Déjà au cœur de Drive My Car, la question du langage se révèle ici centrale, notamment par sa dimension profondément sensuelle, que ce soit à travers la conversation érotique entre Kazuaki et Tsugumi ou la lecture de Nao, qui récite l’ouvrage de son ancien professeur Segawa et lui fait promettre de se masturber en écoutant sa voix enregistrée. L’ambivalence des mots (la « porte ouverte » de l’enseignant est autant le signe d’une transparence de façade que d’un penchant exhibitionniste) mène parfois à l’erreur fatale (c’est en écorchant le nom de Segawa que Nao compromet son avenir et le sien). La parole devient alors source d’une grande douleur, que seul le silence peut empêcher (Nao, ne pouvant supporter la vantardise de Sasaki, qu’elle recroise par hasard quelques années plus tard, lui demande de se taire), mais recouvre aussi un pouvoir cathartique.

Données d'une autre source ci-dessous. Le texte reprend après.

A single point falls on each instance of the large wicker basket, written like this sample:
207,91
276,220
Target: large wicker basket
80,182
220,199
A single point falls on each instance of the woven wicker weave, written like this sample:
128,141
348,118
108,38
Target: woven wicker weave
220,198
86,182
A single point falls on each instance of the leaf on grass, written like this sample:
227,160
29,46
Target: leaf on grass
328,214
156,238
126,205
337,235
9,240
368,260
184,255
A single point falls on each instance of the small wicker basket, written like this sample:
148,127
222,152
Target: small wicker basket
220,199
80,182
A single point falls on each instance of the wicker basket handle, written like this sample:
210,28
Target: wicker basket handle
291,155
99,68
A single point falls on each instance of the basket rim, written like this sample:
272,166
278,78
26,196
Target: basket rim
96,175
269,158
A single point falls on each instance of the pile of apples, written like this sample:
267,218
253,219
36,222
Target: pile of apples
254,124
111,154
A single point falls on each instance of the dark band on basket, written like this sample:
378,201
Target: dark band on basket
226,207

C’est le cas dans la dernière partie où Natsuko et Aya, en « jouant » mutuellement le rôle de leur ancienne compagne ou amie, opèrent un transfert salvateur en exprimant ce qu’elles ont longtemps enfoui. Voyages dans le temps et paroles évocatrices agissent ainsi comme un reflux mémoriel aussi douloureux que libérateur pour les personnages, saisis et transportés par la force du ressouvenir.